Von der Leyen’in iki güven oylamasını da başarıyla geçmesi, Avrupa Komisyonu’nun politik istikrarını koruma açısından önemli bir adım olmuş, ancak aynı zamanda bu liderlik sınavlarının AB içerisinde derinleşen siyasi kutuplaşmayı gizlemediği ortaya çıkmıştır.[iv] AB, özellikle aşırı sağ ve aşırı sol unsurların etkisinin arttığı bir dönemde, liderliğin hem iç hem de dış politikada birleştirici ve yönlendirici rolünü güçlendirmek zorundadır. Bu bağlamda Von der Leyen’in liderliği, AB’nin bütünleşme süreci ve politik istikrarı açısından kritik bir sınav niteliği taşımaktadır. Ayrıca bu süreç, AB’nin küresel aktör olarak karşılaştığı meydan okumalar ve iç politikadaki kırılganlıklar arasında nasıl bir denge kurduğunu da göstermiştir.

Sonuç olarak Ursula Von der Leyen’in Avrupa Komisyonu Başkanlığı’na devam etmesi, yalnızca bir bireyin görevini sürdürmesi anlamına gelmemekte; aynı zamanda AB’nin içindeki siyasi kutuplaşmanın, liderlik krizinin ve kurumlar arası güç dengesinin bir yansıması olarak değerlendirilmektedir. Güven oylamaları, AB içindeki siyasi dinamiklerin karmaşıklığını ve değişkenliğini gözler önüne sermiş, liderliğin esnekliğinin ve uzlaşma kapasitesinin önemini yeniden vurgulamıştır. AB’nin gelecekteki politikaları, liderlerin bu tür krizleri yönetme becerisine bağlı olarak şekillenecek ve Von der Leyen’in deneyimi, bu sürecin hem bir örneği hem de bir göstergesi niteliğinde olacaktır. Bu süreç, AB’nin kurumsal dayanıklılığı, demokratik mekanizmalarının işleyişi ve liderlik stratejilerinin etkinliği açısından uzun vadeli çıkarımlar yapılmasına olanak tanımıştır.
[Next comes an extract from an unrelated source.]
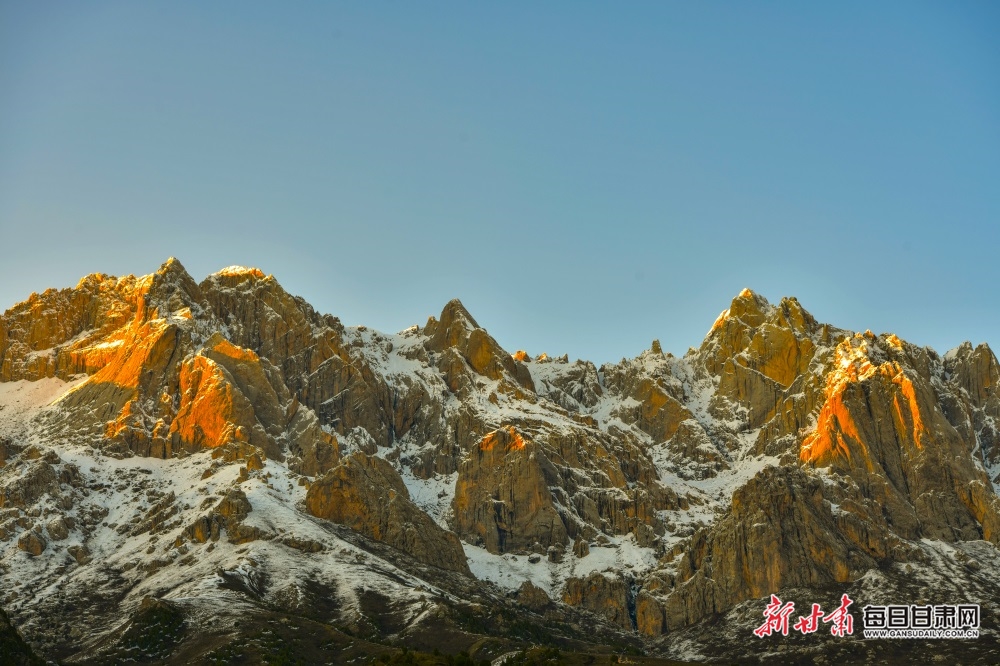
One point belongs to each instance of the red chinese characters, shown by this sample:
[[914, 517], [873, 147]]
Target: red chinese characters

[i] Jorge Liboreiro & Vincenzo Genovese, “Von der Leyen’s Commission survives far-right and far-left no-confidence motions”, Euronews, https://www.euronews.com/my-europe/2025/10/09/von-der-leyens-commission-survives-far-right-and-far-left-no-confidence-motions, (Erişim Tarihi: 10.10.2025).

[ii] Vincenzo Genovese, “High noon for Von der Leyen as she faces Strasbourg standoff”, Euronews, https://www.euronews.com/my-europe/2025/10/09/high-noon-for-von-der-leyen-as-she-faces-strasbourg-standoff, (Erişim Tarihi: 10.10. 2025).

[iii] Paula Soler & Vincenzo Genovese, “Von der Leyen emerged ‘strengthened’ from motions of censure — for now”, Euronews, https://www.euronews.com/my-europe/2025/10/09/von-der-leyen-emerged-strengthened-from-motions-of-censure-for-now, (Erişim Tarihi: 10.10. 2025).

[iv] “EU’s Von der Leyen survives two no-confidence votes”, The Daily Guardian, https://thedailyguardian.com/world/eus-von-der-leyen-survives-two-no-confidence-votes-669840/, (Erişim Tarihi: 10.10. 2025).

Sena BİRİNCİ
Sena BİRİNCİ
Sena Birinci, 2024 yılında Ankara Hacı Bayram Veli Üniversitesi Uluslararası İlişkiler Bölümü’nden mezun olmuştur. Aynı zamanda Siyaset Bilimi ve Kamu Yönetimi'nden çift anadal yapmıştır. Şu anda Ankara Hacı Bayram Veli Üniversitesi'nde Siyaset ve Sosyal Bilimler alanında yüksek lisans eğitimine devam eden Sena’nın ilgi alanlarını Avrupa siyaseti, Avrupa Birliği ve seçim siyaseti oluşturmaktadır. Sena, ileri derece İngilizce, başlangıç seviyesinde Rusça bilmektedir.